Neue digitale Einreisekarte als zusätzlicher Schritt
Parallel zur Visumänderung modernisiert Thailand seine Einreiseprozesse. Künftig sollen Reisende eine digitale Einreisekarte vorab online ausfüllen. Dieses System ersetzt die bisherigen Papierformulare und soll den Einreiseprozess effizienter gestalten.
Die Behörden versprechen sich davon nicht nur schnellere Abläufe an den Flughäfen, sondern auch bessere Kontrolle über Einreisen und Aufenthaltsdauer. Für Touristen bedeutet dies einen zusätzlichen Schritt vor Reisebeginn, der jedoch langfristig Zeit sparen soll.
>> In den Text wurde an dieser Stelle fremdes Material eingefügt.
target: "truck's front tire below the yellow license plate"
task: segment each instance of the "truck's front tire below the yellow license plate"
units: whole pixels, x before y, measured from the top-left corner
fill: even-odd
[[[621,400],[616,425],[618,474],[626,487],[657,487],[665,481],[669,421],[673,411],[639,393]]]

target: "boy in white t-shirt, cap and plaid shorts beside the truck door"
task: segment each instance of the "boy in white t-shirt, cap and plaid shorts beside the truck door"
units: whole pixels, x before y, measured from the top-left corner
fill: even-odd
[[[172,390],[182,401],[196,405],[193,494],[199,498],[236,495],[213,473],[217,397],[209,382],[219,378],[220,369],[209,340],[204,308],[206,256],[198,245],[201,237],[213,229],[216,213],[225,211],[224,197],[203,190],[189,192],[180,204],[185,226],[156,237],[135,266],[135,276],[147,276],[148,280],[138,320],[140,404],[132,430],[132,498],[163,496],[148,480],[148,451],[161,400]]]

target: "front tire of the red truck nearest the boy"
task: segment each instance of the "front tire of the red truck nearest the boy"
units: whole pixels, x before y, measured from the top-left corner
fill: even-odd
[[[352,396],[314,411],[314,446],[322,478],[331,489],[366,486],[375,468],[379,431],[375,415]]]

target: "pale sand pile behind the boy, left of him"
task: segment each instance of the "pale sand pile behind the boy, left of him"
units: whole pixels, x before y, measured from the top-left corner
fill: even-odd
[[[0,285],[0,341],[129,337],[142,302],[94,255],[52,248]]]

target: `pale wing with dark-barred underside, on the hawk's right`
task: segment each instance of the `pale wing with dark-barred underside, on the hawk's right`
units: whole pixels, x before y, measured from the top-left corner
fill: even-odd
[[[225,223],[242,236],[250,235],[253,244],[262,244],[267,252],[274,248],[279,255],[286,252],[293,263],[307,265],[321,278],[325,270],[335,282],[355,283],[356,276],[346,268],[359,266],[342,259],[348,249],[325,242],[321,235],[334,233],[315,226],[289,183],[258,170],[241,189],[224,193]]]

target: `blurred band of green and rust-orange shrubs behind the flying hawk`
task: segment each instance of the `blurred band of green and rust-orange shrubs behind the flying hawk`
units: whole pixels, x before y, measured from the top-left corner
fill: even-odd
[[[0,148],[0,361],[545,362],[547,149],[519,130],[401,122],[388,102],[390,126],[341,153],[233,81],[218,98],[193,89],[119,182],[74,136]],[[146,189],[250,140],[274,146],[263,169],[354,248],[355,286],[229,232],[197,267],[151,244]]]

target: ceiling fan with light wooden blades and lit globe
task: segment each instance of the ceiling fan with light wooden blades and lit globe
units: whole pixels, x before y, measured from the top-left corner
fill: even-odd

Pauschalreisen weitestgehend unbetroffen
Für Urlauber hat die geplante Änderung konkrete Folgen: Wer eine längere Reise nach Thailand plant, muss künftig genauer planen und sich frühzeitig über Visaoptionen informieren.
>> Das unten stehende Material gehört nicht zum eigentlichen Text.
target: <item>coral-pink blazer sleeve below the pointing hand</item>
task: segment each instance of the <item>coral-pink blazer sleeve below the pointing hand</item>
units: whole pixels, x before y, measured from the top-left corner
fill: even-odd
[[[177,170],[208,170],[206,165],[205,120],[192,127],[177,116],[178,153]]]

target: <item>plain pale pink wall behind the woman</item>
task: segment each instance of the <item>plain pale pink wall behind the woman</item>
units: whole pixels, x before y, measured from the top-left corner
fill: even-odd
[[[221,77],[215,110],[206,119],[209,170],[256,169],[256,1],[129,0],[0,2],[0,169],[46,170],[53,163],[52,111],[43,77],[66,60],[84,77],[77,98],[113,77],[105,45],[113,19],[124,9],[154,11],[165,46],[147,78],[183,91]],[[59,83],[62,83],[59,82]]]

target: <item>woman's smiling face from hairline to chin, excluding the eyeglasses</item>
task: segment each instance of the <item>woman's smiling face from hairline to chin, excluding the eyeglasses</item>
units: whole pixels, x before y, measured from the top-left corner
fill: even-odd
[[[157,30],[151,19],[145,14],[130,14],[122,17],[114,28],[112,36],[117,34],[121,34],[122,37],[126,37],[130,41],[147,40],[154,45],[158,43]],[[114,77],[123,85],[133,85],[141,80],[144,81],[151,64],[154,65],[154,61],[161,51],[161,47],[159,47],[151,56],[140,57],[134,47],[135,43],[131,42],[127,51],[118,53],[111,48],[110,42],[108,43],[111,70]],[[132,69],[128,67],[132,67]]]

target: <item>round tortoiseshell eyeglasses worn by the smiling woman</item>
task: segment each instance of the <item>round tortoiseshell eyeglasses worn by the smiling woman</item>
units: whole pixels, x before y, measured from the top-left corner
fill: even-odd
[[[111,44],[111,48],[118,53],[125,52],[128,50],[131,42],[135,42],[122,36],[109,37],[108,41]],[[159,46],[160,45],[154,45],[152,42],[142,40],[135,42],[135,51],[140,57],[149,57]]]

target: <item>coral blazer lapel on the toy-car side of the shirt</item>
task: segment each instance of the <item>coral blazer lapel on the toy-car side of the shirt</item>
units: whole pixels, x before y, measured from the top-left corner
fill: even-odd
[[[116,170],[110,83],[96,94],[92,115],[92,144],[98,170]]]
Kurzurlaube und klassische Pauschalreisen bleiben dagegen weitgehend unberührt. Problematisch könnte die neue Regelung jedoch für Individualreisende, digitale Nomaden und sogenannte „Overstay“-Verlängerungen werden, die bisher unkomplizierter möglich waren. Auch spontane Reiseentscheidungen könnten künftig schwieriger werden, da zusätzliche Genehmigungen notwendig sein können.
Fazit: Weniger Flexibilität für Reisende mit Langzeitaufenthalt
Mit der geplanten Verkürzung des visumfreien Aufenthalts setzt Thailand auf mehr Kontrolle und Sicherheit im Tourismus. Gleichzeitig reduziert die Regierung jedoch die Flexibilität für Reisende, insbesondere für Langzeitaufenthalte.
Ob sich die Maßnahme langfristig positiv oder negativ auf den Tourismus auswirkt, bleibt abzuwarten. Klar ist jedoch: Wer künftig nach Thailand reisen möchte, sollte sich frühzeitig über die neuen Einreisebestimmungen informieren und seine Reise entsprechend planen.